Covered in orchards, Trat province and indeed Chantaburi Province are famous for their their fruit and at the peak of that fruit hierarchy, sits the durian.
It seems extraordinary that anyone ever tried to eat a durian in the first place. Often as big as a rugby ball and covered in a thick hard skin of prickles which make it tricky to handle, the stench is much more off-putting, stinky beyond belief and that’s being polite! It’s has to be the world’s smelliest fruit, like a pungent heap of sweaty socks and trainers, invading the air and lingering for hours. Think of a heavy garlic eater when they walk into a room and quadruple – or more – that effect.
Getting the Taste
Given that fabulous fruits are abundant in Thailand’s hot season,. anything from mangoes to mangosteens, rose apples and rambutans, why bother with the durian?
We used to be in that camp too but under the guidance and encouragement of our local friends, we eventually succombed to this most prized delicacy, the King of the Thai Fruits (as it is known). Some people fall in love at first bite, for others, it’s an acquired taste but however you get there, there’s no turning back from that durian taste once acquired.
Aficionados will drive along the roads of durian orchards and choose from the piles of fruit on the stalls that each farm sets up. They can tell whether the durian is good by the smell, the colour and feel of the thorny spikes. Most importantly, they know the sound it should make when knocked with a piece of wood.
There is a knack to opening it a durian, which involves following the seams of the segments between thes spikes. You’ll get a fair few sharp pricks from those thorns before you master it but the satisfaction of prising out the soft yellow, custard-like flesh makes it all worth it.
Durian on Koh Chang
There are something like 230 types of durian but on Koh Chang, look our for:-
- Mongthong (Golden Pillow) – large, the most common variety, great one to start with.
- Chanee (Gibbon) – smaller than above, richer taste.
- Kradum-tong (Golden Button) – the cheapest and the smallest variety, very tasty nonetheless.
- Kanyao (Long Stem) – perhaps the best out there, worth the extra cost.
You just have to ask and taste and over time, you may come to appreciate the differences, with some sweeter, some meatier. Everbody has a different description of its taste but for us, it’s like vanilla creme brûlée with caramelised onions.

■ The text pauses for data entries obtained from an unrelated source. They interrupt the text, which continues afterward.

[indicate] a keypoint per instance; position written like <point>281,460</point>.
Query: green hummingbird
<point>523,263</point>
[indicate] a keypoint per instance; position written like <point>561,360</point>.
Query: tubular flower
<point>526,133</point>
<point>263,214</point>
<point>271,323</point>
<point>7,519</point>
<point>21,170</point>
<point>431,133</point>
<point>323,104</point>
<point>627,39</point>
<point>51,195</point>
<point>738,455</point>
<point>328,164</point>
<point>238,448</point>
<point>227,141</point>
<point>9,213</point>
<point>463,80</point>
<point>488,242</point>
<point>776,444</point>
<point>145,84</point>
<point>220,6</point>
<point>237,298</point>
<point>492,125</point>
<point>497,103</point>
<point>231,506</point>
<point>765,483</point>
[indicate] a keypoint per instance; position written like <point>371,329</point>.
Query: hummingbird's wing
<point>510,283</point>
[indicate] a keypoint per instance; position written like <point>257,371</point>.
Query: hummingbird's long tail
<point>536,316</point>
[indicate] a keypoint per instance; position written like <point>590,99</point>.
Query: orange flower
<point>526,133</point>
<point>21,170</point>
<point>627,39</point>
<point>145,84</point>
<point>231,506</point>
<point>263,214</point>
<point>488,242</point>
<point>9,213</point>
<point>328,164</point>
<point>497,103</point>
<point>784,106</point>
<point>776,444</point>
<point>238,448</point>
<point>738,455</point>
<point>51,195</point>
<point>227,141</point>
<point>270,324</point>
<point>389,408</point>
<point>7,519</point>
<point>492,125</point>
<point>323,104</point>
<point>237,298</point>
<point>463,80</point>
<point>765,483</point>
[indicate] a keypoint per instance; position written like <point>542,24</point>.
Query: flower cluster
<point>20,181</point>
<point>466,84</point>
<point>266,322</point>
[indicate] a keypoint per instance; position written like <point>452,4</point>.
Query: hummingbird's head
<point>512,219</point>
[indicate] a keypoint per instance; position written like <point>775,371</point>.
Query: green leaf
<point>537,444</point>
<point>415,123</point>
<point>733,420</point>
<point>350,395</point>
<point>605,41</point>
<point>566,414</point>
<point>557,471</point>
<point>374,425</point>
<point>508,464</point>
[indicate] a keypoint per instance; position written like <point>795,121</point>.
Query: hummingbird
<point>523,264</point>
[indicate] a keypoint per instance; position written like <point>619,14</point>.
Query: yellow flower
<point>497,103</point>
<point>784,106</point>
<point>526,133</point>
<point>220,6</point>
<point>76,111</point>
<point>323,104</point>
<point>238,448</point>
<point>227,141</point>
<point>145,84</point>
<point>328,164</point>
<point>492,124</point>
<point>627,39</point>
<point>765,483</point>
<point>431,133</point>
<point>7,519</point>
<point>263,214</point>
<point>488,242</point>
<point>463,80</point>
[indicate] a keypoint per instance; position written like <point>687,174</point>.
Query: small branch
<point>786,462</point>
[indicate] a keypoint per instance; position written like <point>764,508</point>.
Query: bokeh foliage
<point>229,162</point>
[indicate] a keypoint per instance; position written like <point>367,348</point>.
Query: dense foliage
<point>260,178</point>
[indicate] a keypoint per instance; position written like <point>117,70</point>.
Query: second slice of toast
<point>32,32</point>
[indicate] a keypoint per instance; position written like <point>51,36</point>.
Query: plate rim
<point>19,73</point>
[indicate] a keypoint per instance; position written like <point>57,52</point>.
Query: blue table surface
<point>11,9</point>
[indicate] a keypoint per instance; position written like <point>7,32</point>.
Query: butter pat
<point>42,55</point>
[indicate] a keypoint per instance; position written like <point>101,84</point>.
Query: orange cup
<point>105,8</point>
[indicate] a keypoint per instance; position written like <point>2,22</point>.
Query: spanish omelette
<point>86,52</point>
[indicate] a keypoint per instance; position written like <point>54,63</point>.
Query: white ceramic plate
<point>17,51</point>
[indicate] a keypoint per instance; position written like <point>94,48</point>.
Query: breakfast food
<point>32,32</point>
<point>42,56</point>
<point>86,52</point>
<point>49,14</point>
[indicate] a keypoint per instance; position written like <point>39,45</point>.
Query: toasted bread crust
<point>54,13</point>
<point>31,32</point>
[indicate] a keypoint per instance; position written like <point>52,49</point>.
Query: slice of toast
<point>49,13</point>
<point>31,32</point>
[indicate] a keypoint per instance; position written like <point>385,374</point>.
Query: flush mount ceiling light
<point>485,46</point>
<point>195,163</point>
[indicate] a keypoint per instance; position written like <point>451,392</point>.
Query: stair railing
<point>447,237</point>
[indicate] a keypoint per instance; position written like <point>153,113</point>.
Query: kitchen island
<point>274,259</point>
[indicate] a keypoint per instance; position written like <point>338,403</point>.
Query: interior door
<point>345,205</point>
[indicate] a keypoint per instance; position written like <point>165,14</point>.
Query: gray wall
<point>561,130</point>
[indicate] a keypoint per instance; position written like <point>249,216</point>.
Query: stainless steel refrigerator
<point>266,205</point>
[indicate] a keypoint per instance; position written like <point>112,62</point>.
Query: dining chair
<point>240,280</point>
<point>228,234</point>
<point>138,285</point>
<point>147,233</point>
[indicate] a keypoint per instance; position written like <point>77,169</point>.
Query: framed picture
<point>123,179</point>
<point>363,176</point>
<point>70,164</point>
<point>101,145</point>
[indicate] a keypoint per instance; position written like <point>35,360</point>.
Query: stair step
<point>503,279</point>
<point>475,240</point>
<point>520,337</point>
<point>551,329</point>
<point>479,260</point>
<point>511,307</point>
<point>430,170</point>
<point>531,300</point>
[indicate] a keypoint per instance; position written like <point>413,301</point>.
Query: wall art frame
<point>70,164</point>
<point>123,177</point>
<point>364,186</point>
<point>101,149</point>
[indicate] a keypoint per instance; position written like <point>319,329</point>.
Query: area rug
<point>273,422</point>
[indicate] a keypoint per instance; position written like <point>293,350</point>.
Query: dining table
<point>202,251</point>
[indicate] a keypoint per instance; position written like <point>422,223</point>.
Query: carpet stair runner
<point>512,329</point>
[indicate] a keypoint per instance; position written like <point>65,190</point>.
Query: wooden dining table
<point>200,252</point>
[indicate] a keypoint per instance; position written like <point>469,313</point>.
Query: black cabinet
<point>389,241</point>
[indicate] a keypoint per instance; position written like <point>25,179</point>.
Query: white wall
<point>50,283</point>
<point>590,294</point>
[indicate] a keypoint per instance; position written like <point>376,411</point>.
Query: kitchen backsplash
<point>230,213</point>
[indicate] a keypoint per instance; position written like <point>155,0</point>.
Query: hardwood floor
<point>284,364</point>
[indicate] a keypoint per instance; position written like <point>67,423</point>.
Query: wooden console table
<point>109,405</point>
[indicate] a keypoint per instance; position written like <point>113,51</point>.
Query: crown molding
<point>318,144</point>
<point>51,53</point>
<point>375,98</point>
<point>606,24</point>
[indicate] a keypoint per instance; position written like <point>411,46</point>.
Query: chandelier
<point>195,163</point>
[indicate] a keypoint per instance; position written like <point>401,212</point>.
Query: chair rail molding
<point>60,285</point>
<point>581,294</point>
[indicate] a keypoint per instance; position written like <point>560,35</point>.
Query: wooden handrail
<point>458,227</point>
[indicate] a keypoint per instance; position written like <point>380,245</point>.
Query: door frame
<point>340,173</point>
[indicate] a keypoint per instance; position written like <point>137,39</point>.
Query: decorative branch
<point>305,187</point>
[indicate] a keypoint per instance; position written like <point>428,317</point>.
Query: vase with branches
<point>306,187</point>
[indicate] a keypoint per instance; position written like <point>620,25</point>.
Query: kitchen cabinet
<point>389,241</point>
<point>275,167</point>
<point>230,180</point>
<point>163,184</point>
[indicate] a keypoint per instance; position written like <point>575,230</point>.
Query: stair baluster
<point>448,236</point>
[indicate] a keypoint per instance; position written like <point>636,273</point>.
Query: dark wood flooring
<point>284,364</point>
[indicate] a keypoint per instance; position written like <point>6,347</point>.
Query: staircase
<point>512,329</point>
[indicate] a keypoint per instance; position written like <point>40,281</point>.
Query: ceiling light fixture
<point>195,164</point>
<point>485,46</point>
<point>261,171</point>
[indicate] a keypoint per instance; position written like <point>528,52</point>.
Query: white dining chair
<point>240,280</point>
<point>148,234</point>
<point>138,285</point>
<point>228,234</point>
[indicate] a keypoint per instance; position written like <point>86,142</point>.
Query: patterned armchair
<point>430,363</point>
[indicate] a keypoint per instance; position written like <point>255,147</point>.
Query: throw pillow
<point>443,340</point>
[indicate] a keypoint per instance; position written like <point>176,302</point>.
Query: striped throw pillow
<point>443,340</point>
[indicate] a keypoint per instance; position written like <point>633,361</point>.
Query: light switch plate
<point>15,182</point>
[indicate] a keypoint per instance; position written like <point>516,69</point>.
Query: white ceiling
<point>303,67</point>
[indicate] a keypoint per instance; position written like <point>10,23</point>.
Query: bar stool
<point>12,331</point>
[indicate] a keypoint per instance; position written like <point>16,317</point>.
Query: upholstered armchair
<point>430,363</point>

Do’s and Dont’s with Durian
If you are going to try one, two pieces of advice:-
- Don’t Drink and Durian
- Skip the beer, durians don’t mix well with alcohol. Some people say that it can actually make you pretty sick, For sure it’s a combination that spoils and wastes the delicious tastes of both the fruit and the beer. Try it with mangosteen though – that works a treat.
- Best Eaten Outdoors
- For a novice, the smart bet is to get one that is already prepared for you, it’s a little less smelly, much less messy and it’s definitely a fruit best eaten outdoors. You can forget about attempting to sneak one past the lobby of your hotel and even if you love eating them, you really wouldn’t want the aroma lingering in your room.
They are not only exotic but expensive too, with some varieties of durian costing $50 or more, which weirdly can make the smelliest fruit in the world a perfect gift.
Airports, public transport systems and many hotels throughout South East Asia put up big notices in the durian season, forbidding the fruit due to its aroma. Indeed, the smell is the main reason whytheya re known outside the continent, imagine the problems of trying to transport plane loads of them.
Chantaburi Province holds an annual festival solely for the durian. Their experts have developed a variety with only a slight pong. The Thais scoff at this, they just can’t see the point, but a smell-ish free variety could be great for exporting and so maybe, one day, you too could be eating a durian bought in your local supermarket.